Lyric discussion by Madprophet 

Can-Utility and the Coastliners is the fourth song on the 1972 album Foxtrot.

Can-Utility appears to be a word-play on the name of an old King, Canute (also spelled Kanute, or Knut) The Coastliners are his followers who in one version of the story are sycophants needing to be shown the truth, and in the other are the ones exposing the delusions of the king. Peter’s lyrics seem to weave elements of both tales into one, leading us from the near future of Get ‘em Out by Friday, to a quasi-mythical timeless area.

(following taken from several sources, including Wikipedia)

One version of the tale:

Canute, surrounded by sycophants and obsequious courtiers, had an unwelcome and undeserved reputation of being master of anything in the universe, especially the angry North Sea separating his two seats, England and Denmark.
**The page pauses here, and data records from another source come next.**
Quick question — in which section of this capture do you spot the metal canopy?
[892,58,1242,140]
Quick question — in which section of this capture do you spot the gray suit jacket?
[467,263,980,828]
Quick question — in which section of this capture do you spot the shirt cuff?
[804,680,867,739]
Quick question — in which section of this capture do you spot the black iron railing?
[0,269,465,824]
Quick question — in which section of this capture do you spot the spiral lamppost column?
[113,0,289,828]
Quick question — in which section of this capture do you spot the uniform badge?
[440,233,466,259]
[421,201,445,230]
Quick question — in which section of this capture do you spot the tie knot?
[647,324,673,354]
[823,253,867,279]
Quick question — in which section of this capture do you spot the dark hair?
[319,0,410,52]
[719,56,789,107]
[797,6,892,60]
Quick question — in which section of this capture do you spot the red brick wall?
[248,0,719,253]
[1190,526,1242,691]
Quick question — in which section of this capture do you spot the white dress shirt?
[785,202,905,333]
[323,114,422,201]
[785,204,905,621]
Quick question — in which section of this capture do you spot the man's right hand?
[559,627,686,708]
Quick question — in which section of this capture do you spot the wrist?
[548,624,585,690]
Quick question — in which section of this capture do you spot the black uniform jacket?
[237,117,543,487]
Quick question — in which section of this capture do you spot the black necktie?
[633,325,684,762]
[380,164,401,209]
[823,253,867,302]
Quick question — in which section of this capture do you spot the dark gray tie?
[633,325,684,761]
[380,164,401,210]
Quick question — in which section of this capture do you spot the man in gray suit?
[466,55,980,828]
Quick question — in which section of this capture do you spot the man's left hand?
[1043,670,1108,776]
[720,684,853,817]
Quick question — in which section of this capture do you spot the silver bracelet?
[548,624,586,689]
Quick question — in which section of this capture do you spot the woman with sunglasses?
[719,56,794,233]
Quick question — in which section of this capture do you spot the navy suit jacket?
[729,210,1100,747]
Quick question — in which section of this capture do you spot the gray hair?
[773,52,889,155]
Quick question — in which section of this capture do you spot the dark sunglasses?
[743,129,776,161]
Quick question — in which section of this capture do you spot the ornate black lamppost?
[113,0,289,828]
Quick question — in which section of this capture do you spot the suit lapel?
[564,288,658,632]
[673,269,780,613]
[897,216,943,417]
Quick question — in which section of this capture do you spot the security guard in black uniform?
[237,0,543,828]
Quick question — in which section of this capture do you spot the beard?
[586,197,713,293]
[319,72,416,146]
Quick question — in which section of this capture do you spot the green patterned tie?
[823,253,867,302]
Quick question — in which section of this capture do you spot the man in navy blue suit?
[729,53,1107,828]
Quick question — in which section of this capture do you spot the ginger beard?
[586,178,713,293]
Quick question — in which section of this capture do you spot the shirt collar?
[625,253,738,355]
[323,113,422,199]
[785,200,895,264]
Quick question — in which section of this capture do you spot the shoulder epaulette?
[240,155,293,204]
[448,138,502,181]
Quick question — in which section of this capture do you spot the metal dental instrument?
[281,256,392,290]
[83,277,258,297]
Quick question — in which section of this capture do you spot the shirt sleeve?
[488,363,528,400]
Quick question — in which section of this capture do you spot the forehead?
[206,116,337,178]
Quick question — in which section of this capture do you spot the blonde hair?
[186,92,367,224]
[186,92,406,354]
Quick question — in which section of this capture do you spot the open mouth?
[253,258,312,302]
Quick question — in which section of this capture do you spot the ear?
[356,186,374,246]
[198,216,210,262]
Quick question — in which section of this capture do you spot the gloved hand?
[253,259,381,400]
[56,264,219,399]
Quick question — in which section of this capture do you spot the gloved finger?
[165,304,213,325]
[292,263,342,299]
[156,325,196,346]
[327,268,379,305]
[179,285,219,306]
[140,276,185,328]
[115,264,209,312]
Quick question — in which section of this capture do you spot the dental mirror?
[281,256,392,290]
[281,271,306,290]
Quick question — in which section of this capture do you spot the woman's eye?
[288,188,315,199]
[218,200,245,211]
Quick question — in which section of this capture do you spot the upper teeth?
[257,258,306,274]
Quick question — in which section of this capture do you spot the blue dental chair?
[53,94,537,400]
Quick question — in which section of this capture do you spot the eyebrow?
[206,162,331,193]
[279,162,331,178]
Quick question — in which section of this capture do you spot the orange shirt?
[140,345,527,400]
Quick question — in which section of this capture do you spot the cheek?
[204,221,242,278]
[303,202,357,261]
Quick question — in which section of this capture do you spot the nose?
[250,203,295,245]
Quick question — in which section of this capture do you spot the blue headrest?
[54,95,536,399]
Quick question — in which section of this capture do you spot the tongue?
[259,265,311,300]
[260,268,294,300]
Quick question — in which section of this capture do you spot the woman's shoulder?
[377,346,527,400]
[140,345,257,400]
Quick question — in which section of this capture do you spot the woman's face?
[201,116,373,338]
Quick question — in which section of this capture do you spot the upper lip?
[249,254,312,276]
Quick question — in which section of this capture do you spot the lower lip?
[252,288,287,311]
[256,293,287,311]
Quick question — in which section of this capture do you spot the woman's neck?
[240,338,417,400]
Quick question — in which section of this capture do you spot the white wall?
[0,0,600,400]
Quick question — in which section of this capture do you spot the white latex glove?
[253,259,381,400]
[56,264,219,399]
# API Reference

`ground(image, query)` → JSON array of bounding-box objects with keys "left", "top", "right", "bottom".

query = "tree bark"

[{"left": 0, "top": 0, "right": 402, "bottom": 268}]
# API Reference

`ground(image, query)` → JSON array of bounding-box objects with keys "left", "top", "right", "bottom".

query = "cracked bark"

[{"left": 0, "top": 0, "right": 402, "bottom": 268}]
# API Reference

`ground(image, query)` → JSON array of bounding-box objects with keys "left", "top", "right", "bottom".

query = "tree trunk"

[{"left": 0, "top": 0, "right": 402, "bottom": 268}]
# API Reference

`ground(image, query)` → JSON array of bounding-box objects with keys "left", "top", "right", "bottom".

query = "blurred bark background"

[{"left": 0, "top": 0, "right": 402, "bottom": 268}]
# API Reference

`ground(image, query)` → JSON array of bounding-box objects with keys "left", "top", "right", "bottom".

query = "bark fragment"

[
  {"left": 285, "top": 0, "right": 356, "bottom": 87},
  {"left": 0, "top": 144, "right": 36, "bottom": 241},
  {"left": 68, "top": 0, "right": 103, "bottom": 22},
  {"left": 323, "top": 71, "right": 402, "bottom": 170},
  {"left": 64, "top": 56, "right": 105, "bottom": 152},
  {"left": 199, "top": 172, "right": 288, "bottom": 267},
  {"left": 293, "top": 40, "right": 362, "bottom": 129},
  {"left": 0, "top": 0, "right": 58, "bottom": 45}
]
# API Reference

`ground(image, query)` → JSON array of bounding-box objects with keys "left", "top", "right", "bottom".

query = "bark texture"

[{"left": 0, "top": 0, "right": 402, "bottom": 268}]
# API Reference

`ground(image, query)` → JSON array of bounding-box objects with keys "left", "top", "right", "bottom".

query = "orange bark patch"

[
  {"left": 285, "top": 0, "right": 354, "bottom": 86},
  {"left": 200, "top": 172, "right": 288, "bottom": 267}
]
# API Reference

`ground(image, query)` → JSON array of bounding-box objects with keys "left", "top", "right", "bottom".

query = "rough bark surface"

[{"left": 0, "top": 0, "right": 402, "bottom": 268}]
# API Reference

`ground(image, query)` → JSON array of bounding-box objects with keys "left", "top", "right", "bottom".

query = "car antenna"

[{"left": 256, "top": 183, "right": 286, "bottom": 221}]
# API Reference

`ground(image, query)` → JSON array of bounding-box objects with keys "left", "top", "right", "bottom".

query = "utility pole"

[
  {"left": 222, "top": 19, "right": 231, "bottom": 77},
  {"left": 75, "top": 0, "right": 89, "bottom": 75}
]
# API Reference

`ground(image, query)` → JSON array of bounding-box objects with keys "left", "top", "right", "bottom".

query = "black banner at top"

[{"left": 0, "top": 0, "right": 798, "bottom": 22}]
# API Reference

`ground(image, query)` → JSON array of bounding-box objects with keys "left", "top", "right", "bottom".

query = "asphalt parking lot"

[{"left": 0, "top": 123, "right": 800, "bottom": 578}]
Irritated and tired of this ridiculous assertion, he placed his throne on the beach - but not to defy the incoming tide. He sat on the beach and let the waves engulf him precisely to demonstrate that he was not master of the seas, whatever anyone said.

Henry of Huntingdon, the 12th century chronicler, tells how Canute set his throne by the sea shore and commanded the tide to halt and not wet his feet and robes; but the tide failed to stop. According to Henry, Canute leapt backwards and said 'Let all men know how empty and worthless is the power of kings, for there is none worthy of the name, but He whom heaven, earth, and sea obey by eternal laws'. He then hung his gold crown on a crucifix, and never wore it again.

This story may be apocryphal. While the contemporary Encomium Emmae has no mention of it, it would seem that so pious a dedication might have been recorded there, since the same source gives an 'eye-witness account of his lavish gifts to the monasteries and poor of St Omer when on the way to Rome, and of the tears and breast-beating which accompanied them'. Goscelin, writing later in the 11th century, instead has Canute place his crown on a crucifix at Winchester one Easter, with no mention of the sea, and 'with the explanation that the king of kings was more worthy of it than he'. However there may be a 'basis of fact, in a planned act of piety,' behind this story, and Henry of Huntingdon cites it as an example of the king's 'nobleness and greatness of mind'. Later historians repeated the story, most of them adjusting it to have Canute more clearly aware that the tides would not obey him, and staging the scene to rebuke the flattery of his courtiers; and there are earlier Celtic parallels in stories of men who commanded the tides, namely Saint Illtud, Maelgwn, king of Gwynedd, and Tuirbe, of Tuirbe's Strand, in Brittany.

The encounter with the waves is said to have taken place at Bosham in West Sussex, or Southampton in Hampshire.

This event was also shown in a video from Sting’s Ten Summoner’s Tales I believe.

I like to think this is a parable to all leaders that we are all human, and that those in public office (or the entertainment industry) have a job to do and not a position to glamourize and alienate from everyone else. Utility is a public service.

Thank you for this insightful interpretation. The songs title has confused me for decades.